Alexej Nawalny bei einer Gerichtsanhörung im Juni in Moskau Foto: Uncredited/Babuskinsky District Court/AP/dpa

Erst der Friedensnobelpreis für den Journalisten Dmitri Muratow, jetzt der Sacharow-Preis für Menschenrechte, mit dem das EU-Parlament den Kremlkritiker Alexei Nawalny ehrt: So viel internationale Aufmerksamkeit und Solidarität von höchster Stelle für die russische Opposition gab es schon lange nicht mehr.

Die damit verbundene Botschaft lautet: Ihr seid nicht vergessen, wir lassen euch nicht allein.
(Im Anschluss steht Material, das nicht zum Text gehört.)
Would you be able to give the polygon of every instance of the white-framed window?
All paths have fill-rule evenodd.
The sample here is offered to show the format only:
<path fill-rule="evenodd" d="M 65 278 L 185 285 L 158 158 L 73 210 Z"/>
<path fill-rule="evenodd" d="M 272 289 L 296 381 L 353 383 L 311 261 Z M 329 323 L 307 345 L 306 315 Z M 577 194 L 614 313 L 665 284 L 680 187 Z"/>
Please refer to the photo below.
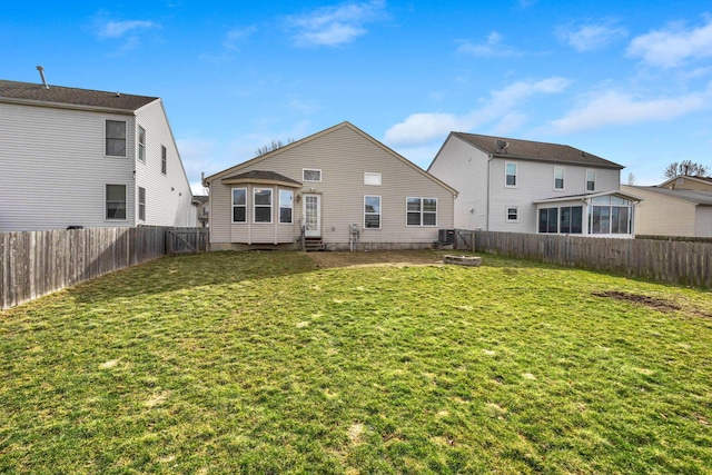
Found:
<path fill-rule="evenodd" d="M 586 191 L 596 190 L 596 171 L 586 170 Z"/>
<path fill-rule="evenodd" d="M 380 229 L 380 197 L 364 196 L 364 228 Z"/>
<path fill-rule="evenodd" d="M 146 188 L 138 187 L 138 219 L 146 220 Z"/>
<path fill-rule="evenodd" d="M 303 168 L 301 181 L 322 181 L 322 170 L 317 168 Z"/>
<path fill-rule="evenodd" d="M 107 157 L 126 157 L 126 120 L 107 120 L 105 128 Z"/>
<path fill-rule="evenodd" d="M 589 229 L 593 235 L 626 235 L 631 232 L 633 202 L 617 196 L 600 196 L 592 199 L 589 210 Z"/>
<path fill-rule="evenodd" d="M 146 129 L 138 126 L 138 160 L 146 164 Z"/>
<path fill-rule="evenodd" d="M 406 226 L 437 226 L 437 198 L 406 198 Z"/>
<path fill-rule="evenodd" d="M 253 188 L 253 222 L 271 222 L 271 188 Z"/>
<path fill-rule="evenodd" d="M 382 184 L 380 174 L 373 174 L 370 171 L 366 171 L 364 174 L 364 185 L 372 185 L 372 186 L 379 187 L 380 184 Z"/>
<path fill-rule="evenodd" d="M 233 222 L 247 222 L 247 188 L 233 188 Z"/>
<path fill-rule="evenodd" d="M 517 175 L 517 166 L 513 162 L 507 162 L 504 165 L 505 168 L 505 177 L 504 177 L 504 186 L 510 188 L 516 187 L 516 175 Z"/>
<path fill-rule="evenodd" d="M 294 191 L 279 190 L 279 224 L 290 225 L 294 219 Z"/>
<path fill-rule="evenodd" d="M 107 184 L 105 187 L 106 219 L 126 220 L 127 186 Z"/>
<path fill-rule="evenodd" d="M 554 167 L 554 189 L 564 189 L 564 167 Z"/>

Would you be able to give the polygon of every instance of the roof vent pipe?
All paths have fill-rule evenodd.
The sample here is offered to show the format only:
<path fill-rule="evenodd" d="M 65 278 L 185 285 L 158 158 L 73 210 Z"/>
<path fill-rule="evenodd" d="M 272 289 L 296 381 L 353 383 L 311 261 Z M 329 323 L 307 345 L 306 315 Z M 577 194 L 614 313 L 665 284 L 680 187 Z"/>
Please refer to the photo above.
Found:
<path fill-rule="evenodd" d="M 44 68 L 42 68 L 41 66 L 38 66 L 37 70 L 40 71 L 40 78 L 42 78 L 42 85 L 44 85 L 44 89 L 49 89 L 49 85 L 47 83 L 47 79 L 44 79 Z"/>

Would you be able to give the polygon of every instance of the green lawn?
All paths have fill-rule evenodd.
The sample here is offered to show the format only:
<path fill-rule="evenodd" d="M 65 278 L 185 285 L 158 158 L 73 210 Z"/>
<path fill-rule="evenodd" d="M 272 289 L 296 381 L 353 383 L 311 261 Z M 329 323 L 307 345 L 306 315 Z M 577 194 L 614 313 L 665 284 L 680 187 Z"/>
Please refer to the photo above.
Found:
<path fill-rule="evenodd" d="M 0 311 L 0 473 L 712 473 L 709 291 L 164 258 Z"/>

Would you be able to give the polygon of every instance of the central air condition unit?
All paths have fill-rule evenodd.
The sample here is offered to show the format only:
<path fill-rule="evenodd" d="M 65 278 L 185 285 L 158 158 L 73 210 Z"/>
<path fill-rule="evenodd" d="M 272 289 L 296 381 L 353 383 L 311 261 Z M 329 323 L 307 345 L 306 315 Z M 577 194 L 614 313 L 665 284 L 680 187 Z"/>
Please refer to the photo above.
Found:
<path fill-rule="evenodd" d="M 437 240 L 446 244 L 455 243 L 455 229 L 439 229 Z"/>

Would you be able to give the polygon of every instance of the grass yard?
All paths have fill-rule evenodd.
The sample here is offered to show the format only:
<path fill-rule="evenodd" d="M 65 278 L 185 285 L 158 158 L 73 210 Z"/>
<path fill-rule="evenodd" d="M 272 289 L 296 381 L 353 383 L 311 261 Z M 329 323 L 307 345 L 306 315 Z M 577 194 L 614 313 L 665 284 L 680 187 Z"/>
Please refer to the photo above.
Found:
<path fill-rule="evenodd" d="M 215 253 L 0 311 L 0 473 L 712 473 L 709 291 L 483 260 Z"/>

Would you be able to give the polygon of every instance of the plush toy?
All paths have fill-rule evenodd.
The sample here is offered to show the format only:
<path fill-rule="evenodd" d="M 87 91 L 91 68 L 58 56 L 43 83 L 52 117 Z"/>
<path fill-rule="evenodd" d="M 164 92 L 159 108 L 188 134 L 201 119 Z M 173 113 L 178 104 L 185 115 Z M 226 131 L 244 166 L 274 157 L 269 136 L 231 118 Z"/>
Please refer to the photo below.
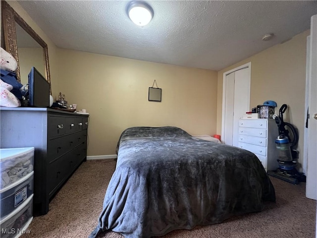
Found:
<path fill-rule="evenodd" d="M 20 107 L 22 98 L 20 89 L 23 85 L 16 80 L 15 72 L 18 65 L 16 60 L 2 48 L 0 50 L 0 106 Z"/>
<path fill-rule="evenodd" d="M 1 55 L 1 69 L 9 72 L 14 72 L 18 68 L 15 59 L 2 48 L 0 50 Z"/>
<path fill-rule="evenodd" d="M 21 106 L 21 102 L 10 91 L 13 87 L 0 79 L 0 106 L 16 108 Z"/>

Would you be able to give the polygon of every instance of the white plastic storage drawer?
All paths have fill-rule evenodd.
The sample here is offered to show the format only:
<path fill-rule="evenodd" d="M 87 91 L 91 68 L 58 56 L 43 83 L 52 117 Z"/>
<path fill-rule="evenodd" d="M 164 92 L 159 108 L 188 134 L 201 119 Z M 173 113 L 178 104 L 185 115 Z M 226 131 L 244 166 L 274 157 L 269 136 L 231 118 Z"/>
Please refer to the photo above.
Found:
<path fill-rule="evenodd" d="M 0 159 L 2 189 L 33 171 L 34 147 L 0 149 Z"/>
<path fill-rule="evenodd" d="M 238 142 L 238 145 L 239 147 L 251 151 L 255 154 L 264 156 L 266 156 L 266 149 L 265 147 L 241 142 Z"/>
<path fill-rule="evenodd" d="M 1 219 L 21 206 L 28 197 L 33 194 L 34 173 L 32 171 L 22 179 L 0 190 L 0 217 Z"/>
<path fill-rule="evenodd" d="M 33 217 L 33 194 L 25 203 L 1 219 L 1 238 L 19 237 L 26 230 Z"/>
<path fill-rule="evenodd" d="M 239 126 L 241 127 L 259 128 L 266 129 L 267 128 L 267 120 L 265 119 L 252 119 L 239 120 Z"/>
<path fill-rule="evenodd" d="M 264 137 L 257 137 L 249 135 L 239 135 L 240 142 L 247 143 L 253 145 L 259 145 L 265 147 L 266 146 L 266 138 Z"/>

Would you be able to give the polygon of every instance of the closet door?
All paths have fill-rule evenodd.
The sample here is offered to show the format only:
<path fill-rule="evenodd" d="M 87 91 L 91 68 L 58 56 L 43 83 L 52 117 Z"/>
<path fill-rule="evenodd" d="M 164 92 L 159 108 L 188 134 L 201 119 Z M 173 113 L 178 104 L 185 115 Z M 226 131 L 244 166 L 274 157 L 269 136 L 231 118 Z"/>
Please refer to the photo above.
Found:
<path fill-rule="evenodd" d="M 307 144 L 304 155 L 307 157 L 306 197 L 317 200 L 317 15 L 312 17 L 308 65 L 308 102 L 310 117 L 308 118 Z M 305 158 L 304 158 L 305 159 Z"/>
<path fill-rule="evenodd" d="M 239 119 L 250 110 L 251 63 L 224 73 L 222 142 L 238 146 Z"/>

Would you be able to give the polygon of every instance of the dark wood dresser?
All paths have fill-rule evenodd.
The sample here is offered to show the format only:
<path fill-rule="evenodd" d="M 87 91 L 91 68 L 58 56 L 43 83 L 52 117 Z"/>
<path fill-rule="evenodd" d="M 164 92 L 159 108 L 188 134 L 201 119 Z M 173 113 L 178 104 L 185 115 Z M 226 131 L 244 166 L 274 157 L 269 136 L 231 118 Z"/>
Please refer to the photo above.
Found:
<path fill-rule="evenodd" d="M 87 158 L 88 116 L 42 108 L 0 108 L 0 147 L 34 147 L 34 215 Z"/>

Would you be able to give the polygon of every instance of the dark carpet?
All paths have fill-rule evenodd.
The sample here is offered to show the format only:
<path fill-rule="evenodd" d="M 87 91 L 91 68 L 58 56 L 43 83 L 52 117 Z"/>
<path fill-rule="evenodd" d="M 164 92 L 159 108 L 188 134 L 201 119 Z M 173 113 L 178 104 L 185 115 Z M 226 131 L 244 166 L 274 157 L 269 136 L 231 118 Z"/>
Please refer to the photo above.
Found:
<path fill-rule="evenodd" d="M 21 238 L 87 238 L 98 224 L 106 190 L 114 171 L 112 160 L 84 162 L 50 204 L 44 216 L 35 217 Z M 305 183 L 294 185 L 270 177 L 276 203 L 261 212 L 236 216 L 224 222 L 174 231 L 163 238 L 275 238 L 316 237 L 316 201 L 305 197 Z M 101 237 L 122 238 L 114 232 Z"/>

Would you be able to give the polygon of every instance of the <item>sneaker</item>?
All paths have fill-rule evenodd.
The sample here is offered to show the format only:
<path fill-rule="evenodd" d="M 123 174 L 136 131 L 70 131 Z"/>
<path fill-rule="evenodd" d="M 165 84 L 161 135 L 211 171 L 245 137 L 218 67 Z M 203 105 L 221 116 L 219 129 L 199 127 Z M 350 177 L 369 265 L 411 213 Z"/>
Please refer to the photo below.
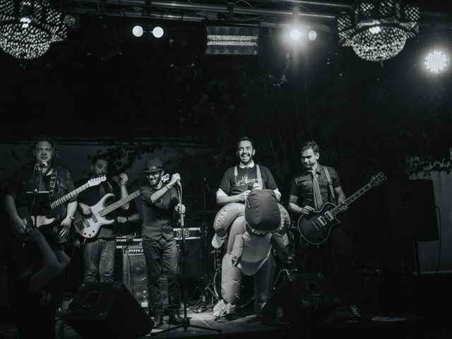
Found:
<path fill-rule="evenodd" d="M 212 246 L 214 249 L 220 249 L 223 244 L 223 242 L 225 242 L 225 239 L 226 236 L 220 238 L 216 234 L 214 234 L 213 237 L 212 238 Z"/>
<path fill-rule="evenodd" d="M 177 314 L 171 314 L 168 319 L 168 323 L 171 325 L 182 325 L 184 319 Z"/>
<path fill-rule="evenodd" d="M 163 325 L 163 314 L 159 313 L 154 316 L 154 327 L 160 327 Z"/>

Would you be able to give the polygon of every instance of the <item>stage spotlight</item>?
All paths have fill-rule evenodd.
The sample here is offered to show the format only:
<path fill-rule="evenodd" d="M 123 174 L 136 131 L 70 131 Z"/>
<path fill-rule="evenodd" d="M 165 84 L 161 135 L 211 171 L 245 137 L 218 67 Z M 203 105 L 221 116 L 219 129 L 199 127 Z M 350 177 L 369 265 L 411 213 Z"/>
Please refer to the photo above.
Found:
<path fill-rule="evenodd" d="M 136 25 L 136 26 L 133 26 L 133 28 L 132 28 L 132 34 L 136 37 L 143 36 L 143 32 L 144 30 L 143 29 L 143 27 L 139 25 Z"/>
<path fill-rule="evenodd" d="M 164 33 L 163 28 L 162 28 L 160 26 L 155 26 L 153 30 L 152 33 L 155 37 L 162 37 Z"/>
<path fill-rule="evenodd" d="M 290 38 L 292 40 L 298 40 L 300 37 L 302 37 L 302 33 L 299 32 L 297 28 L 295 28 L 290 31 Z"/>
<path fill-rule="evenodd" d="M 314 41 L 317 39 L 317 32 L 314 30 L 311 30 L 308 33 L 308 39 L 309 39 L 311 41 Z"/>
<path fill-rule="evenodd" d="M 78 28 L 80 27 L 80 17 L 73 13 L 64 13 L 61 15 L 61 21 L 69 28 Z"/>
<path fill-rule="evenodd" d="M 434 74 L 444 72 L 449 66 L 449 56 L 443 51 L 433 51 L 425 57 L 425 68 Z"/>

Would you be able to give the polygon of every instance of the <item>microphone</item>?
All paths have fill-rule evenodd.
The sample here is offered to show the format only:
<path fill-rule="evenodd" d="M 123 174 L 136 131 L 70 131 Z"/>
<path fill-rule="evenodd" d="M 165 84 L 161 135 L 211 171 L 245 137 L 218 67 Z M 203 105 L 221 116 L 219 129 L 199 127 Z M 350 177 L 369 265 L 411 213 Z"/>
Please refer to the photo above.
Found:
<path fill-rule="evenodd" d="M 207 189 L 208 192 L 210 191 L 210 187 L 209 187 L 209 184 L 207 182 L 207 179 L 206 179 L 206 177 L 203 177 L 203 180 L 204 180 L 204 184 L 206 185 L 206 189 Z"/>

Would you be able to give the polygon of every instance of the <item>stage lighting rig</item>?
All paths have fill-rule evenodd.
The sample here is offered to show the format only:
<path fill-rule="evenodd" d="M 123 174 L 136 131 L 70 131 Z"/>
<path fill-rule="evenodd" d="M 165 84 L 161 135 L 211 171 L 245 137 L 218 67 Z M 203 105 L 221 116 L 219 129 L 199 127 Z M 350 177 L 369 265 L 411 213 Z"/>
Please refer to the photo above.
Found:
<path fill-rule="evenodd" d="M 258 55 L 259 28 L 208 25 L 206 54 Z"/>
<path fill-rule="evenodd" d="M 160 39 L 165 35 L 165 30 L 156 25 L 136 25 L 132 28 L 132 34 L 136 37 L 141 37 L 144 33 L 147 33 L 148 37 L 152 35 L 154 37 Z"/>

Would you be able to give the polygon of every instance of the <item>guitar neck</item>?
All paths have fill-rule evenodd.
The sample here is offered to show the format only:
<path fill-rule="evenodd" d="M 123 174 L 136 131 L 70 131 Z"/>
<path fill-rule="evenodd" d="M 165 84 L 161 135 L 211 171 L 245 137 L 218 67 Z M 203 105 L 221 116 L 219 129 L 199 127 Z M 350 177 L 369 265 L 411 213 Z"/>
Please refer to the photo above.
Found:
<path fill-rule="evenodd" d="M 350 203 L 352 203 L 353 201 L 355 201 L 358 198 L 359 198 L 361 196 L 362 196 L 364 193 L 366 193 L 367 191 L 369 191 L 373 186 L 374 186 L 374 185 L 372 185 L 369 182 L 369 184 L 365 185 L 364 187 L 362 187 L 360 190 L 357 191 L 354 194 L 352 194 L 350 196 L 349 196 L 347 199 L 345 199 L 344 201 L 344 202 L 343 203 L 344 205 L 348 206 Z M 340 210 L 339 210 L 339 207 L 338 206 L 338 207 L 335 207 L 334 208 L 333 208 L 330 211 L 330 213 L 331 214 L 333 214 L 333 215 L 335 215 L 338 214 L 340 212 Z"/>
<path fill-rule="evenodd" d="M 60 205 L 66 203 L 66 201 L 69 201 L 69 200 L 71 200 L 71 199 L 74 198 L 81 191 L 85 191 L 89 186 L 90 186 L 88 184 L 88 183 L 86 183 L 84 185 L 81 186 L 78 189 L 74 189 L 71 192 L 68 193 L 66 196 L 61 196 L 59 199 L 57 199 L 55 201 L 53 201 L 50 204 L 50 208 L 52 208 L 52 209 L 56 208 Z"/>
<path fill-rule="evenodd" d="M 118 200 L 116 203 L 113 203 L 112 204 L 109 205 L 105 208 L 101 210 L 100 212 L 99 212 L 99 214 L 102 217 L 105 217 L 105 215 L 107 215 L 110 212 L 114 211 L 117 208 L 118 208 L 121 207 L 121 206 L 123 206 L 124 203 L 127 203 L 129 201 L 130 201 L 131 200 L 134 199 L 135 198 L 136 198 L 139 195 L 140 195 L 140 190 L 138 189 L 138 191 L 135 191 L 133 193 L 132 193 L 131 194 L 129 194 L 129 196 L 126 196 L 125 198 L 123 198 L 121 200 Z"/>

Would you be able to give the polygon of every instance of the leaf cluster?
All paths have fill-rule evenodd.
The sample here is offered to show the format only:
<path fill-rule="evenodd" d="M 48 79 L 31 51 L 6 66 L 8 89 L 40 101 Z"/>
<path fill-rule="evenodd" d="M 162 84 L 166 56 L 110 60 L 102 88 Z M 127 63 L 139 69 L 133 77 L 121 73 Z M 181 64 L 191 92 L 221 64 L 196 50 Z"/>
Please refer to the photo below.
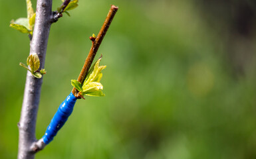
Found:
<path fill-rule="evenodd" d="M 26 1 L 27 17 L 19 18 L 16 21 L 12 20 L 10 26 L 23 33 L 28 33 L 32 35 L 36 13 L 33 9 L 31 1 L 27 0 Z"/>
<path fill-rule="evenodd" d="M 80 82 L 75 80 L 71 80 L 71 85 L 79 91 L 79 93 L 84 96 L 104 96 L 103 93 L 103 85 L 100 83 L 102 78 L 101 71 L 106 68 L 106 66 L 100 66 L 101 57 L 90 68 L 85 78 L 82 85 Z"/>
<path fill-rule="evenodd" d="M 19 63 L 20 66 L 31 72 L 35 78 L 42 78 L 43 74 L 46 74 L 45 69 L 41 69 L 40 72 L 38 71 L 40 67 L 40 60 L 36 53 L 33 53 L 29 56 L 27 59 L 27 64 L 29 66 L 30 69 L 25 64 L 21 62 Z"/>
<path fill-rule="evenodd" d="M 68 16 L 70 16 L 68 11 L 76 8 L 78 6 L 78 5 L 77 4 L 78 0 L 72 0 L 69 2 L 67 5 L 65 5 L 65 2 L 63 0 L 63 5 L 60 7 L 57 8 L 58 13 L 65 13 Z"/>

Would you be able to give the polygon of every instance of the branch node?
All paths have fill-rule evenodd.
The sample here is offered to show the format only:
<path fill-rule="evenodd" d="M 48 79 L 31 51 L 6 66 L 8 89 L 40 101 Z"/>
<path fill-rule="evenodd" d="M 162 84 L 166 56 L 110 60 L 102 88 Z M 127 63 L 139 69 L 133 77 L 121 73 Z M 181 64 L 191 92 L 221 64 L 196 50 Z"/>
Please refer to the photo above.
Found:
<path fill-rule="evenodd" d="M 41 138 L 37 142 L 35 142 L 32 144 L 32 146 L 31 147 L 31 150 L 33 152 L 37 152 L 39 150 L 43 150 L 45 146 L 46 146 L 46 144 L 43 140 L 43 138 Z"/>
<path fill-rule="evenodd" d="M 90 37 L 90 40 L 92 41 L 92 46 L 90 48 L 89 54 L 86 59 L 85 60 L 84 66 L 82 67 L 82 70 L 77 79 L 77 81 L 80 82 L 81 83 L 82 83 L 84 81 L 87 72 L 89 70 L 90 65 L 92 64 L 92 61 L 94 59 L 95 55 L 97 53 L 98 49 L 100 46 L 101 42 L 102 41 L 104 36 L 108 31 L 108 27 L 110 25 L 111 22 L 113 20 L 113 18 L 116 15 L 116 13 L 118 9 L 118 7 L 111 5 L 108 14 L 106 16 L 105 21 L 104 22 L 103 25 L 98 34 L 98 36 L 96 36 L 94 34 L 92 34 L 92 36 Z M 72 93 L 76 97 L 81 98 L 80 95 L 79 95 L 79 91 L 75 87 L 74 87 L 72 90 Z"/>
<path fill-rule="evenodd" d="M 92 36 L 90 36 L 90 40 L 92 41 L 92 42 L 94 42 L 95 41 L 95 39 L 96 38 L 94 38 Z"/>

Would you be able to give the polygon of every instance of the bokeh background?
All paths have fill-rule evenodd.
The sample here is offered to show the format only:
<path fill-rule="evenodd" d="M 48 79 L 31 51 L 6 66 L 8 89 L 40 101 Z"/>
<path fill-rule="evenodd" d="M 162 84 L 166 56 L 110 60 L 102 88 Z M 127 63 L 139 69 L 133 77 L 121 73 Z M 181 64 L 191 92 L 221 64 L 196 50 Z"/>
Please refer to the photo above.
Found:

Das macht Mut und verleiht Stärke – zumindest moralisch. Vor allem für diejenigen, die ein anderes Russland wollen und dafür Leib und Leben riskieren, ist das nicht wenig und besser als nichts. Aber beileibe nicht genug.

Denn zu glauben, der Sacharow-Preis könne für den inhaftierten Nawalny zu einer Art Lebensversicherung werden oder sogar zu seiner Freilassung führen, ist eine Illusion. Warum sollte sich ausgerechnet Wladimir Putin, der Nawalny nicht einmal beim Namen nennt, davon beeindrucken lassen?

Vielmehr dürfte der Kreml die Auszeichnung aus Straßburg als weiteren Affront verbuchen. Aber angesichts der Tatsache, dass die Beziehungen zwischen Russland und dem Westen mittlerweile noch frostiger sind als zu Zeiten des Kalten Krieges, kommt es auf eine „Provokation“ mehr oder weniger auch nicht mehr an.

Das Beispiel Memorial

Die Zeichen stehen weiter auf Repression im Umgang mit Andersdenkenden, und das härter denn je. Das zeigt auch das Beispiel Memorial. Die Nichtregierungsorganisation, die sich der Aufarbeitung des Stalinismus verschrieben hat, wurde 2009 mit dem Sacharow-Preis bedacht.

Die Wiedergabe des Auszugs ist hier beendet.